En la Fundación Zuá siempre me he sentido acogido como en una familia. Tanto en Bogotá como en la sede rural, el voluntariado presencial ha sido siempre una experiencia enriquecedora, en que uno puede ver que su labor tiene sentido, que lo que está haciendo resulta de verdad útil. Bogotá es una de esas ciudades que nunca duermen, con mil cosas para hacer. Cerca o lejos de la capital, hay muchos lugares que visitar y un entorno natural muy rico.


Annie Mündlein
Würzburg, Alemania

Mi experiencia con Zuá ha sido muy intensa e impresionante. Conocí a mucha gente que esta luchando por sus proyectos de vida. Me parece excelente el trabajo de la fundación porque le da esperanza y animo a la gente de los barrios pobres para que luche por sus sueños. La fundación les ofrece la oportunidad de estudiar en las universidades.

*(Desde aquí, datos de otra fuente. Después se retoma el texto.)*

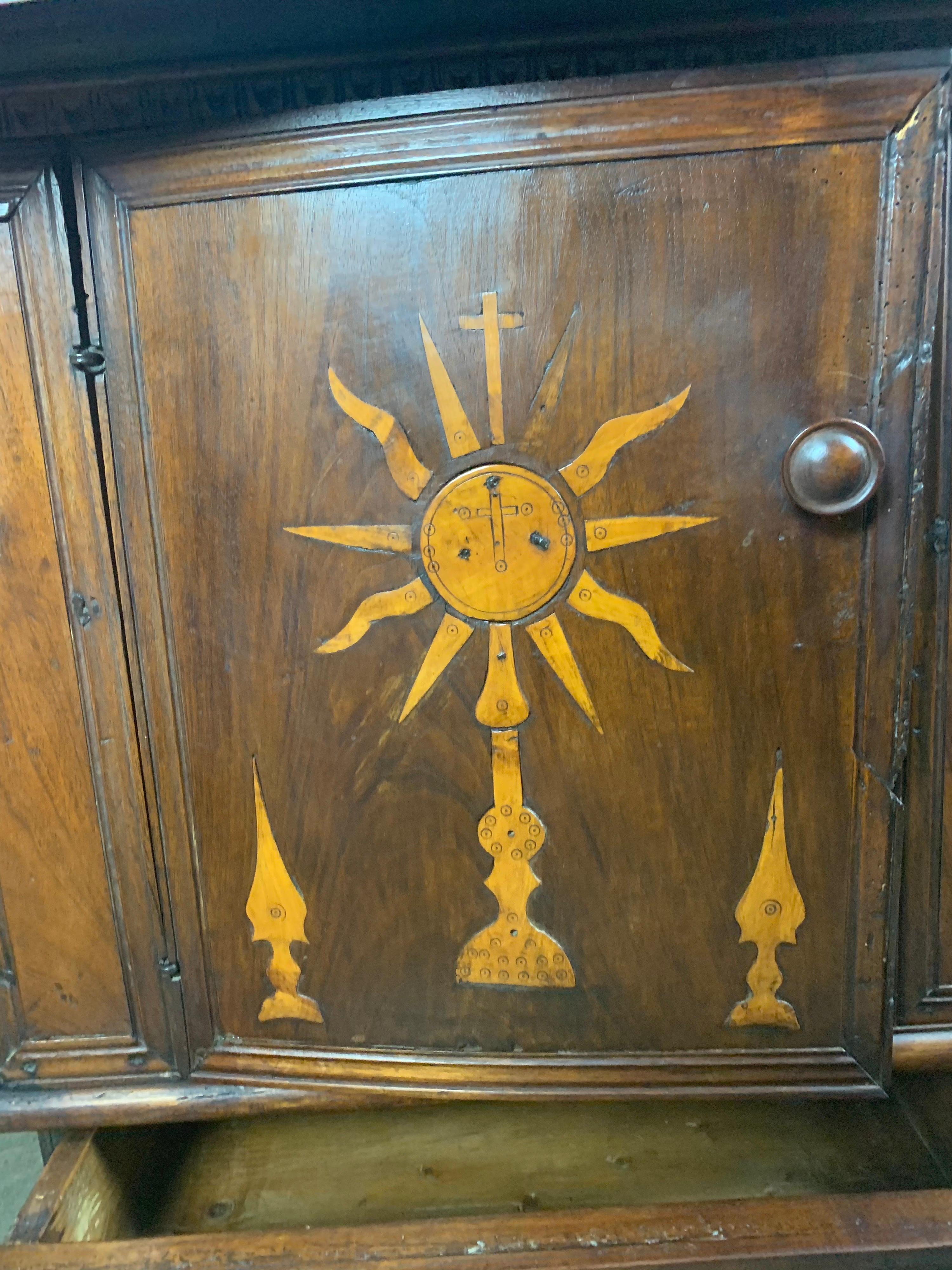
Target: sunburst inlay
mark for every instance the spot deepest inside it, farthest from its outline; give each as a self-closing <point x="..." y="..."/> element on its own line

Las familias y los niños siempre están muy agradecidos con la ayuda de los voluntarios, les interesa mucho saber más de nosotros, de nuestra cultura y de nuestro  país.


Jens Martin Sonne
Denmark

El tiempo que estuve en la fundación me ha aprendido muchas cosas. Cosas simples como  hacer arepuelas y cosas grandes como encontrar un camino para la vida. La fe y la motivación que la gente en la fundación pone en su trabajo y sus estudios me ha impresionado bastante y es algo que siempre quiero recordar. La amistad y la comunidad para mi son los valores más importantes de la fundación porque solo nadie alcanza mucho. El contraste de venir de un país bien desarrollado como Dinamarca a Colombia puede ser grande pero para mi no hay duda que mucha gente de mi país puede aprender bastante de los valores y las  experiencias de la fundación Zuá. Las vías que guían la fundación no solamente sirven para ellos que están incluidos pero también como inspiración para todos ellos que quieren subir desde una posición menos favorecida.